Wie sollte ein asexueller Achaz jemals diese Leidenschaft und die
Befriedigung verspüren können, die in meinem Blut
rauschte, wenn ich mit einer schönen Frau gemeinsam Rahja
huldigte? Wenn das Feuer in meinem Inneren jegliche Kontrolle
übernahm und ich mit meiner Partnerin den Gipfel der Lust
erklomm?
Ich lachte belustigt auf und nahm die Maske ohne jedes Bedauern ab.
Einfach so. Denn ich bin Ardo, Ritter des Feuers, Diener des Phex
… und ein MANN.
Beschwingt ging ich zurück zum Lager. Ich spürte
deutlich die Macht meines Herrn in mir und wie sie mich alleine durch
das Tragen der Maske erfüllte. Glück
durchströmte meine Adern und Verzückung, ganz so wie
es war, wenn ich die Macht meines Herrn zu den mächtigen
Liturgien anrief, die ich gelernt hatte.
Ich spürte, dass ER mit mir zufrieden war – doch
dass ich es hätte noch besser machen können. Ich
überlegte was ich vergessen hatte und dann fiel es mir ein:
Ich hatte den Achaz nicht danach befragt, ob es in der Echsenglobule
auch Menschen gab.
Wie sollten wir uns dort einschleichen, wenn es dort keine
Zhlaa‘Vrehhg gab? Wir hatten ja nur die eine Maske. Zum
Echsendorf wollte ich nicht noch einmal zurück.
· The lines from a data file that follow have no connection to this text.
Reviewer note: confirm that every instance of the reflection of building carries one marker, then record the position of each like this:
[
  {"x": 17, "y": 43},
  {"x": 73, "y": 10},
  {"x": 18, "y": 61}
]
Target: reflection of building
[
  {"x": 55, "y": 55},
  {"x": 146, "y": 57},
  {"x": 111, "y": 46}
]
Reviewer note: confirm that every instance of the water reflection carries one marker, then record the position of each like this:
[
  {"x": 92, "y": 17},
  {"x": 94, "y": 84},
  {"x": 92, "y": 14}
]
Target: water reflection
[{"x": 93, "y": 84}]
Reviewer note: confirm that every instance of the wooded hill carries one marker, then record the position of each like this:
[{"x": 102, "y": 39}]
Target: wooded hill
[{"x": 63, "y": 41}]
Schließlich hatte ich mich verabschiedet. Doch mir fiel eine
Lösung ein: Ich würde am kommenden Tag die Maske noch
einmal aufsetzen und dann einfach die Magierin befragen. Wenn sie sich
wirklich einen Echsentick hatte, konnte sie mir sicherlich alles
Wissenswerte über das Ritual und die Globule sagen. Das
würde ein Spaß werden, dieser Tante alle Geheimnisse
zu entlocken und sie herein zu legen. Schade nur, dass ich es wohl
nicht bewerkstelligen konnte auch noch in ihrem Bett zu landen...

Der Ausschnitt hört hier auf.